If a restaurant owner is considering fighting to win a Business Interruption Insurance claim, the following tactics can be resourceful.

  • There is power in numbers. Class action lawsuits and other group actions are powerful methods for restaurant owners to combine their legal defenses, and limit attorney’s fees.
  • Maximize losses claimed from covered perils. Covered perils include, but are not limited to, events that physically occur to a building. These include fire, wind, theft, falling objects or lightning. Owners can check their policy documents for a full list of events which are guaranteed to be covered for benefits. If any of these events have occurred, in addition to non-physical perils, business owners should consult a bar-registered attorney regarding how much of their loss they can say have occurred from physical events.
  • Write to representatives. Elected officials such as Congresspeople have the power of the purse for assisting their constituents. Already this year, Congress has disbursed $510 billion to employers as fiscal assistance, in addition to $1,200 Economic Impact Payments. They have also introduced the $120 billion Restaurants Act of 2020 which would provide unprecedented fiscal relief for restaurant owners. Writing to one’s representative is a civic right; any citizen may express their concerns sternly and frequently, in writing.
  • Have a lawyer review the contract’s precise language. As mentioned above, restaurant owners with policies from AXA were able to collect winnings because their policies were “not 100% clear in their language.” The burden of proof is often on the insurer, not the claimant, to justify why COVID-19 is exempted in the contract.
  • Failure to notify. An attorney can further advise whether an insurance company has an obligation to inform the policyowner about a force majeure event. If the contract requires proactive action from the insurance company in the event of  force majeure, the policyowner might be able to use a failure to provide notice as grounds for a legal claim.
  • Quantify how much revenue loss is attributable to COVID-19 versus covered perils. As an example from one lawyer, “Some proportion of the U.K. businesses’ losses could not properly be said to have been caused by Covid alone.” Determining the percentage of loss attributable to coronavirus could allow the policyowner to seek damages for the percentage not attributable to force majeure.

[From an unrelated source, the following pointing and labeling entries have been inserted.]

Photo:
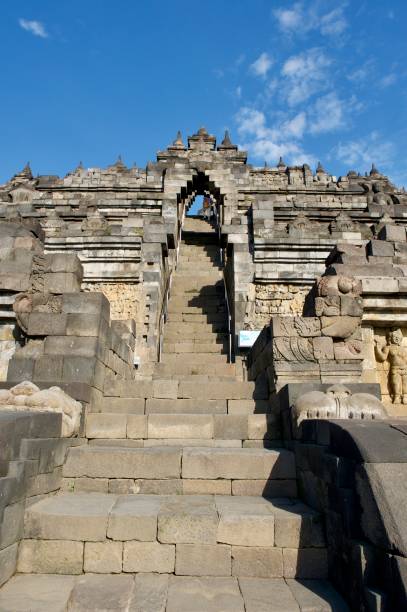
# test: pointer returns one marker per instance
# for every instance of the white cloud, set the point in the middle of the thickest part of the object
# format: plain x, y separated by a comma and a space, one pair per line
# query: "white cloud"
269, 144
328, 114
289, 19
262, 65
365, 151
295, 127
302, 18
305, 75
35, 27
388, 80
333, 23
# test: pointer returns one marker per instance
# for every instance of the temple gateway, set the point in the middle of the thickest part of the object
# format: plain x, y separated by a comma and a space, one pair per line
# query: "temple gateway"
203, 412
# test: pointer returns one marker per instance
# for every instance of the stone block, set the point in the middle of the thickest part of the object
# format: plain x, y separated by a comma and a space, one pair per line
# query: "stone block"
8, 562
134, 518
394, 233
351, 306
165, 389
61, 282
230, 427
100, 462
46, 324
20, 369
136, 426
203, 560
36, 593
377, 285
80, 324
69, 517
246, 529
104, 425
305, 563
204, 595
188, 520
97, 593
237, 464
180, 426
50, 557
150, 593
125, 405
92, 303
148, 557
12, 525
79, 369
48, 368
257, 562
268, 595
263, 427
380, 248
103, 557
323, 348
206, 487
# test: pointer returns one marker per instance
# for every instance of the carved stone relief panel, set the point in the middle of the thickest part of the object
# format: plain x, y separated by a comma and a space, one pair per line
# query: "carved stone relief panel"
276, 298
8, 347
390, 349
126, 300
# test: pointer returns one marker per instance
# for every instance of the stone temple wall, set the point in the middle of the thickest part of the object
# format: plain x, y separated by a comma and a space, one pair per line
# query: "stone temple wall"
279, 227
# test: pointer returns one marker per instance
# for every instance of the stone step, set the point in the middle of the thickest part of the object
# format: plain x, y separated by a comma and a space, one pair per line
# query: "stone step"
248, 469
153, 592
195, 359
185, 406
238, 390
196, 309
183, 426
194, 347
182, 327
181, 369
215, 317
216, 535
206, 338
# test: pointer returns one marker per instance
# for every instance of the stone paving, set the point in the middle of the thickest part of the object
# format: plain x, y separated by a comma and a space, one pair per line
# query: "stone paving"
150, 592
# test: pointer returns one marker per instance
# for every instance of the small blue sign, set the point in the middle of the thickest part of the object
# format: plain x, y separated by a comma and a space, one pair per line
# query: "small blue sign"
248, 337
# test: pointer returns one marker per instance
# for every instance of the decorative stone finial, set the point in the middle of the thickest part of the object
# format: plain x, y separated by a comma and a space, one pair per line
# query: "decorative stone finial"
226, 142
178, 144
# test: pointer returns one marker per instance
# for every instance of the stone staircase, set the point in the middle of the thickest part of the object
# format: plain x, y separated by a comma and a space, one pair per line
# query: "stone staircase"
185, 492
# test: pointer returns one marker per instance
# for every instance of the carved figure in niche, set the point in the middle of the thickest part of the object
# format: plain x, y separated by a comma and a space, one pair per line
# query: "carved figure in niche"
396, 355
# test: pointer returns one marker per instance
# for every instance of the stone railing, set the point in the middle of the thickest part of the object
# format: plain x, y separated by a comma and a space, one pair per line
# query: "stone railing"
32, 453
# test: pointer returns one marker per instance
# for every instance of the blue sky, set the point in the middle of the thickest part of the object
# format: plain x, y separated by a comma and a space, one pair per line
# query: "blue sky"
316, 80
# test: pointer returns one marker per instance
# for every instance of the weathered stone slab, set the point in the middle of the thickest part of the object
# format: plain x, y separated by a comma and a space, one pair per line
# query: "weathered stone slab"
150, 593
240, 464
134, 518
316, 595
98, 462
203, 560
36, 593
96, 593
50, 557
148, 557
204, 594
70, 517
188, 520
103, 557
267, 595
257, 562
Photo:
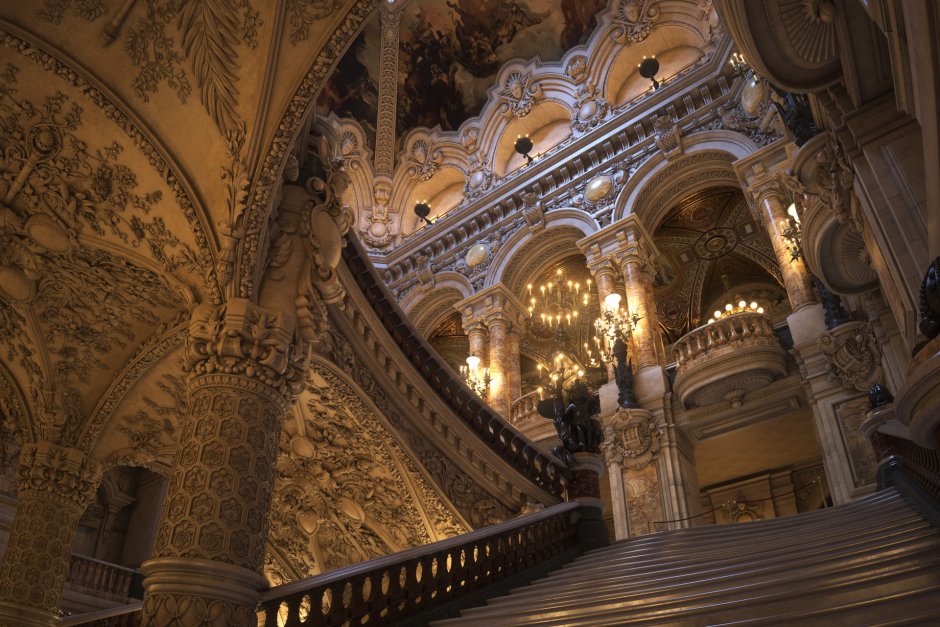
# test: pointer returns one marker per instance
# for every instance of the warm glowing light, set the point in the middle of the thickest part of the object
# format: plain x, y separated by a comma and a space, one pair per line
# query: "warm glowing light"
612, 302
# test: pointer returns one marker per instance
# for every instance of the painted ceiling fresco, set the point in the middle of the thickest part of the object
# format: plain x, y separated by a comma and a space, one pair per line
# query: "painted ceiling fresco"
706, 238
352, 91
450, 52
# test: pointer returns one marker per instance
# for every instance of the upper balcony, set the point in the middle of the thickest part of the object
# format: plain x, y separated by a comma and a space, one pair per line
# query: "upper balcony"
727, 359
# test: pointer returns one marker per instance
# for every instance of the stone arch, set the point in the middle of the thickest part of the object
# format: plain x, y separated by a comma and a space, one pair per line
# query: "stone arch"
658, 183
521, 260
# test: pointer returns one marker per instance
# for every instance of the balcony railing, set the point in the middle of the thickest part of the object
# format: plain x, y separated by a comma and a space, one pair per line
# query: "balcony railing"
419, 580
726, 359
102, 579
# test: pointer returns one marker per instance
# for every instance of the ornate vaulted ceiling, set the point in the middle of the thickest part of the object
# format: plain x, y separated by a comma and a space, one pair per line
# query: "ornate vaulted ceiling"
710, 235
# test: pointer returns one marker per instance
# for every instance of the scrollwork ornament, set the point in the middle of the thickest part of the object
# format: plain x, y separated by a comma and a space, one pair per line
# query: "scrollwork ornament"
852, 354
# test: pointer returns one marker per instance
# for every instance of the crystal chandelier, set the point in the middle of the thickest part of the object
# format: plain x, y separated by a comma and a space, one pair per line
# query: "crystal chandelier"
733, 308
615, 323
559, 301
476, 378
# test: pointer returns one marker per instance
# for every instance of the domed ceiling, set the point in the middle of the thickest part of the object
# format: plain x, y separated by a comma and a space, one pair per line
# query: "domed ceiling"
449, 54
711, 243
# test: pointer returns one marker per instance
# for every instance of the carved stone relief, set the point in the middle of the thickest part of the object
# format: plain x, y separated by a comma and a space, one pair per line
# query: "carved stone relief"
344, 491
474, 504
631, 438
850, 415
634, 21
852, 354
520, 92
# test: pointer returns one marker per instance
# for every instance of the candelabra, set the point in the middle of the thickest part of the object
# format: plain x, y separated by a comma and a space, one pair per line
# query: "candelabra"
476, 378
615, 323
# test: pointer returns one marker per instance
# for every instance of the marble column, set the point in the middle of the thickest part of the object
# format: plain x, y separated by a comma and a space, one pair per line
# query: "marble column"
498, 327
209, 549
513, 367
772, 207
605, 277
55, 485
635, 279
477, 336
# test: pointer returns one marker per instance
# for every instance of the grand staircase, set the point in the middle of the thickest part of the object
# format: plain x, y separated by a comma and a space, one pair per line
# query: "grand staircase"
874, 561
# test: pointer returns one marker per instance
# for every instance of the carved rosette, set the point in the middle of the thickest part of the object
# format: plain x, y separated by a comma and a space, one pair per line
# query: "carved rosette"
55, 485
631, 438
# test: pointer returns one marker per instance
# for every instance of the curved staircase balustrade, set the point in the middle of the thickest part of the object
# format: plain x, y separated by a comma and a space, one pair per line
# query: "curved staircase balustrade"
727, 359
419, 580
525, 408
545, 471
912, 469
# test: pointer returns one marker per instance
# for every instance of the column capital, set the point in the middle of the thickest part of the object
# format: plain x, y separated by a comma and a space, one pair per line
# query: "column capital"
55, 472
239, 338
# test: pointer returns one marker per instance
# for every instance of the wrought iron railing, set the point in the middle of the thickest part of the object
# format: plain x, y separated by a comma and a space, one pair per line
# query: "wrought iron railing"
419, 580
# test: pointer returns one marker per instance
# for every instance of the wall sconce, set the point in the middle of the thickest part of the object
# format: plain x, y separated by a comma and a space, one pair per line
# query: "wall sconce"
648, 69
524, 147
477, 379
423, 210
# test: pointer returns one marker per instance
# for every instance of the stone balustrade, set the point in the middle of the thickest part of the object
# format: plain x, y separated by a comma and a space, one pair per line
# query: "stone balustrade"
727, 359
524, 410
99, 578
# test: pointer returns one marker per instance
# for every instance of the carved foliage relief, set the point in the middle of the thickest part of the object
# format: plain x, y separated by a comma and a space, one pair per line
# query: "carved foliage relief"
345, 491
66, 201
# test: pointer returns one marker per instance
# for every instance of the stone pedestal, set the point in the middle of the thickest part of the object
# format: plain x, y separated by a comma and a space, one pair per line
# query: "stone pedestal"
584, 486
55, 485
918, 400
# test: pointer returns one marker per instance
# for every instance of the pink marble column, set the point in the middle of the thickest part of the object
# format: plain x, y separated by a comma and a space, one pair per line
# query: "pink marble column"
498, 326
635, 278
796, 278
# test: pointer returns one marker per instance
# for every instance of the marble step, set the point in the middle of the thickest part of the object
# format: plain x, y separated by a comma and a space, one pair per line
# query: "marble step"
871, 562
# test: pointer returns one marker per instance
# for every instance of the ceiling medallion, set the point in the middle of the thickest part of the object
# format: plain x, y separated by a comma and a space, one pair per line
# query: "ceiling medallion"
716, 243
598, 188
477, 254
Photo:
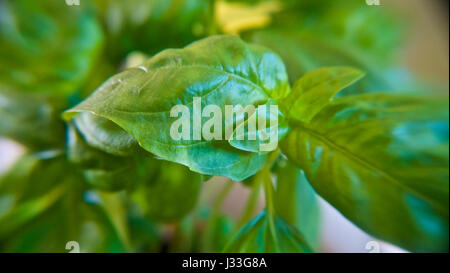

According to the City of New York, in the absence of other options, restaurant owners “should call your insurance provider with questions about your specific plan and whether it covers event cancellations. You might also want to ask your insurance provider about loss of profits cover, ‘key person’ insurance, whether your current levels of coverage are adequate, and whether any exclusions may be relevant.” NYC government also advises that Business Interruption Insurance often excludes pandemic events: “Business interruption coverage typically can only be triggered if you have property loss that leads to the business interruption.” 

A comprehensive guidebook regarding COVID-19 and Business Interruption Insurance is available from the NY Department of Financial Services. Consult a licensed attorney to discuss any of the issues in this article in terms of how they might apply to your specific situation.